BRAF Mutation Status in Inflamed Juvenile Conjunctival Nevus, Primary Acquired Melanosis and Conjunctival Common Nevus.

Background: To investigate BRAF mutation status and its associated clinicopathological features in conjunctival melanocytic lesions.

Methods: We analysed surgical specimens from 79 conjunctival melanocytic lesions, including inflamed juvenile conjunctival nevi, primary acquired melanosis (PAM) and conjunctival common nevi collected from 2013 to 2022. PAM lesions were further categorised into those without atypia and with mild, moderate or severe atypia. Conjunctival common nevi were subcategorized into junctional, subepithelial and compound nevi. BRAF V600E immunohistochemistry was performed on all specimens, with PCR-mass spectrometry used for ambiguous cases. The main outcome measures were the BRAF V600E mutation rate and related clinicopathological features.

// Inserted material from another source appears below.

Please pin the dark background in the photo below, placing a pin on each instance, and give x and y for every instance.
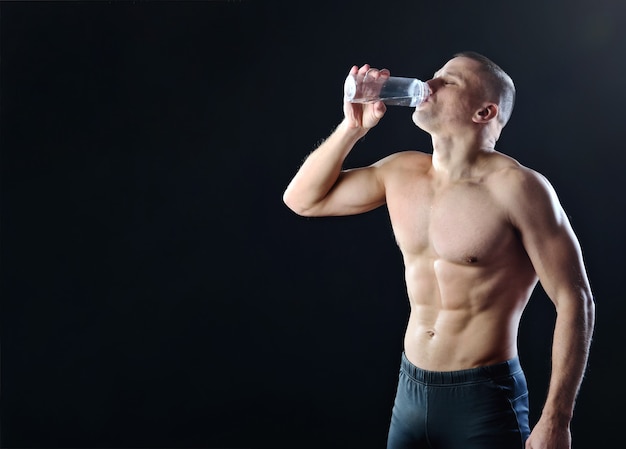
(156, 292)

Results: Inflamed juvenile conjunctival nevi showed a BRAF V600E mutation rate of 36.8% (7/19), while the mutation was rare in PAM (4.3%, 1/23). The mutation rate in conjunctival common nevi (67.6%, 25/37) was similar to that in cutaneous common nevi, and most BRAF V600E-mutated cases were found in the subepithelial nevus group (93.8%, 15/16). BRAF mutations were significantly associated with intralesional inflammatory stroma and subepithelial growth pattern, but not with age, lesion location, intralesional cyst and solar elastosis.

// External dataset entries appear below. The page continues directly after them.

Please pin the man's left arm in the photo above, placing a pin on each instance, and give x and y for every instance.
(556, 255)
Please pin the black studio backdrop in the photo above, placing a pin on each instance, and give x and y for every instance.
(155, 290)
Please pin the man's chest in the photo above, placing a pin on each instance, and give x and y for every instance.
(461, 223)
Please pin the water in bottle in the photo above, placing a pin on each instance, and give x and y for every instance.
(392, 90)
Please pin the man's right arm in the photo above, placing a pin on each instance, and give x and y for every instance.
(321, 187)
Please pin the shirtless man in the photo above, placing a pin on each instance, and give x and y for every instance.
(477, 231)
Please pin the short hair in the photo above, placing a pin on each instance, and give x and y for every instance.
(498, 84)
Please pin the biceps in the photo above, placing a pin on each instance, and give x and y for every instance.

Conclusions: BRAF mutations are key driver mutations in inflamed juvenile conjunctival nevi and conjunctival common nevi. Histologically, an 'inflamed juvenile conjunctival nevus'-like inflammatory stroma correlated with BRAF mutations. In our study, solar elastosis was infrequently observed in conjunctival nevi, suggesting that the mutational signature of conjunctival melanocytic lesions resembles that of cutaneous non- or low-level cumulative solar damage type. For cases with equivocal BRAF staining, high-sensitivity sequencing is recommended to confirm mutation status.